Becca is the author of the teen horror/sci-fi novel, Riser. She is also the co-author of the teen graphic novel Ghost Whisperer: The Haunted and also wrote and illustrated Little Family Secrets, a graphic novel based on the true story of her great aunt who was famous for murdering her husband.
She currently lives in Los Angeles, CA with her husband and two cats Jack and Duke.
To satisfy FTC guidelines, I am disclosing that I received the book for free from the author through Innovative Online Book Tours in exchange for an honest review. It has in no way affected the outcome. All opinions expressed are mine and mine alone.

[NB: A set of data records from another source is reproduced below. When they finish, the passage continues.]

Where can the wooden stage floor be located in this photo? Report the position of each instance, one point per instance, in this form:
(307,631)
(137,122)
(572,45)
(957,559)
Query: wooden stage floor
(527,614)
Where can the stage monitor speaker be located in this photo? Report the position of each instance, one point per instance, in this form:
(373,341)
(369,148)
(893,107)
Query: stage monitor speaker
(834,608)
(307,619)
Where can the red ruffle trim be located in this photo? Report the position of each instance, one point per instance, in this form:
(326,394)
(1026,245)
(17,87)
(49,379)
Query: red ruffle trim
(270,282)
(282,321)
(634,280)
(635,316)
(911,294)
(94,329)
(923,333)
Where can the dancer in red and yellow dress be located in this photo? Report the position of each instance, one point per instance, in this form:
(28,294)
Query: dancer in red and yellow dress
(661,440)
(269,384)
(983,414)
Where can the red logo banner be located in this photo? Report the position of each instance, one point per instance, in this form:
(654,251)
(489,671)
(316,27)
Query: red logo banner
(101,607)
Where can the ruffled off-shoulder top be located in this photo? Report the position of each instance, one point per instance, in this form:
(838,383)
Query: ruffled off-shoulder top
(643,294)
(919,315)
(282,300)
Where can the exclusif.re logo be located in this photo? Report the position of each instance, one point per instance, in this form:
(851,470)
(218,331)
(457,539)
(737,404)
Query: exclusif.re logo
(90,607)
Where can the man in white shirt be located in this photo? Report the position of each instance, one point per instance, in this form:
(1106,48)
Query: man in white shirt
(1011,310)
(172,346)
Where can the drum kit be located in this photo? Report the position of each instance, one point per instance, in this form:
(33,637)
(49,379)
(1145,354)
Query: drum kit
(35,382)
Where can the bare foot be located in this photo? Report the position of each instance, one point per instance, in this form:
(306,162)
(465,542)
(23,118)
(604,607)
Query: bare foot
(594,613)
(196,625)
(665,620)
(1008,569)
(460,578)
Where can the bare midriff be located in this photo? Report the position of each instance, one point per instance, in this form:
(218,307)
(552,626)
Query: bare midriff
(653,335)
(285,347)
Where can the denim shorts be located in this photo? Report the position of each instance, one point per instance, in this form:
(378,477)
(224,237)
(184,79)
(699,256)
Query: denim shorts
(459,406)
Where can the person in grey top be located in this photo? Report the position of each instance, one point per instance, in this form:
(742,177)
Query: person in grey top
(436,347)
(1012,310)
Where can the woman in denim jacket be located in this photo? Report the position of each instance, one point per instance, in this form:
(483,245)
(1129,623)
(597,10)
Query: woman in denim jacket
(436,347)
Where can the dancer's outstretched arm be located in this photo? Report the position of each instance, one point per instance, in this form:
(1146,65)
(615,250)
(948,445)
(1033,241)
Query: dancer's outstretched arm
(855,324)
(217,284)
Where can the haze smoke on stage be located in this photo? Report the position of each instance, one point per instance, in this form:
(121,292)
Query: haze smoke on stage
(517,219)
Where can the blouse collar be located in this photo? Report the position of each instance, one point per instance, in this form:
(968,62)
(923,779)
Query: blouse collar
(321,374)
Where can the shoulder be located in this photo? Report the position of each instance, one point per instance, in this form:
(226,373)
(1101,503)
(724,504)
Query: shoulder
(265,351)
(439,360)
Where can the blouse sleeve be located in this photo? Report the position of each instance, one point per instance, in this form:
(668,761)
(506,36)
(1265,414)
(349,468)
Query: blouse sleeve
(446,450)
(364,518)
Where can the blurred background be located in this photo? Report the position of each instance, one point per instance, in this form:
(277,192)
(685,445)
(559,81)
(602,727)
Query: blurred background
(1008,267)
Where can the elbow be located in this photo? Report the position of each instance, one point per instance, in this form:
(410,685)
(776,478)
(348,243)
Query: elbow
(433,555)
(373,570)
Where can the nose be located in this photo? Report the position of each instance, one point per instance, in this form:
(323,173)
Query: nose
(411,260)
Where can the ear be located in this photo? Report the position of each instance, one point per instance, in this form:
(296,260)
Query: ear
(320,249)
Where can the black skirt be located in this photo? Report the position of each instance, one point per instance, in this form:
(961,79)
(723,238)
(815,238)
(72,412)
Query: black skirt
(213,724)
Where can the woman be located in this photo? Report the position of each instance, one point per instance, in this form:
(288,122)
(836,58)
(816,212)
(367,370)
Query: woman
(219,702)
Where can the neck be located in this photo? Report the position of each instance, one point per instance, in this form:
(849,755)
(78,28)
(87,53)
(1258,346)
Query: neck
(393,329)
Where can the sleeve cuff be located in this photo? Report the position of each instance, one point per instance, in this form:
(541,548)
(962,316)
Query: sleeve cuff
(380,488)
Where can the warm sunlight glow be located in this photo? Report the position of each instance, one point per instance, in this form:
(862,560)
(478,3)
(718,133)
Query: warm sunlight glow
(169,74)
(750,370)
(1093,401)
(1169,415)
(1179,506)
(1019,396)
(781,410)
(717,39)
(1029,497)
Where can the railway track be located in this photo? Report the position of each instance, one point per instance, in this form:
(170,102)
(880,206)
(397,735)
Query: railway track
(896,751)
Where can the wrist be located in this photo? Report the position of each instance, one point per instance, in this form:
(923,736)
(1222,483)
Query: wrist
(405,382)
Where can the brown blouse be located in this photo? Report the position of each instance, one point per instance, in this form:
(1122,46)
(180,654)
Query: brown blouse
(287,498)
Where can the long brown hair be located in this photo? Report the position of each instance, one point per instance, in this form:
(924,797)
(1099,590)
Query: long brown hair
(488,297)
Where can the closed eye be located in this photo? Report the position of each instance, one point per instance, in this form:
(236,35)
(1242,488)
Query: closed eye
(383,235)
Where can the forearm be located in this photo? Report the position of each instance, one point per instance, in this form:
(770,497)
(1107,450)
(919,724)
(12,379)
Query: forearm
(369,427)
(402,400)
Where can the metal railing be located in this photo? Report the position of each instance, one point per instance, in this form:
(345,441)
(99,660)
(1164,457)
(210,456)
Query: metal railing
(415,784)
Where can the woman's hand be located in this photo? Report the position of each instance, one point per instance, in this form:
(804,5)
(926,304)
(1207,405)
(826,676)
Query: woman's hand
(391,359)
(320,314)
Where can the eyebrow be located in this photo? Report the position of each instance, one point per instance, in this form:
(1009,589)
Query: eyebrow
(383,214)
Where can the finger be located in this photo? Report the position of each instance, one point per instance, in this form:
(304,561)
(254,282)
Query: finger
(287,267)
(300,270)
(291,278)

As the author I just want to apologize for offending you! That wasn't my intent at all. And this isn't the first time the "Ryan punch" has come up.(And I'm sure it won't be the last!) The reasoning behind it was the fact that it was the future where everything is equal opportunity (like in Battlestar Galactica when Lee Adama (the hero) punches Kara (Starbuck) in the face) I thought I expressed my feelings clearly on how I feel about domestic abuse in the first chapter where Chelsan accidentally kills her abusive stepfather. I was hoping people would see "Ryan's punch" for what it was: punching a horrible bully that was blocking their way into the getaway car. I was wrong. In hindsight, maybe I should have had Nancy punch Jill. Regardless, I am truly sorry this offended you! I do not believe that a man should hit a woman, EVER. When I wrote it, I was so mad at Jill's character that I just wanted to punch her myself, lol.ReplyDelete
Hi Becca, thank you for stopping by to comment. Your book did not offend me - I was merely disturbed by Ryan's behavior. I appreciate your input. :-)ReplyDelete
Through much thought and consideration I've decided to change the part in my book where Ryan punches Jill. Needless to say, now instead of Ryan punching Jill, Nancy pushes Jill aside so they can get into the limo. I changed it because it wasn't an important part of the book and I didn't want it to be a continuing focus. The important part is the three characters get into the limo.ReplyDelete
Oh wow, that's so interesting to see that the scene was changed. I'm sort of undecided on the whole guys punching girls thing. When I say that, I don't mean that I approve of guys punching girls in the face, but I also don't like the idea that girls are super special snowflakes and so guys should only punch other guys in the face, because boys are stronger and all that nonsense. So, basically, my inner lady is all 'he did what?!?! hell to the no' and my inner feminist is all like at least he wasn't being sexist. I am confused. Haha.ReplyDelete
How about we try not punching people in the face?
It is really cool that you had an impact.
I also really like this cover; I like when indies stay simple, since the attempts at fanciness often make a bigger mess.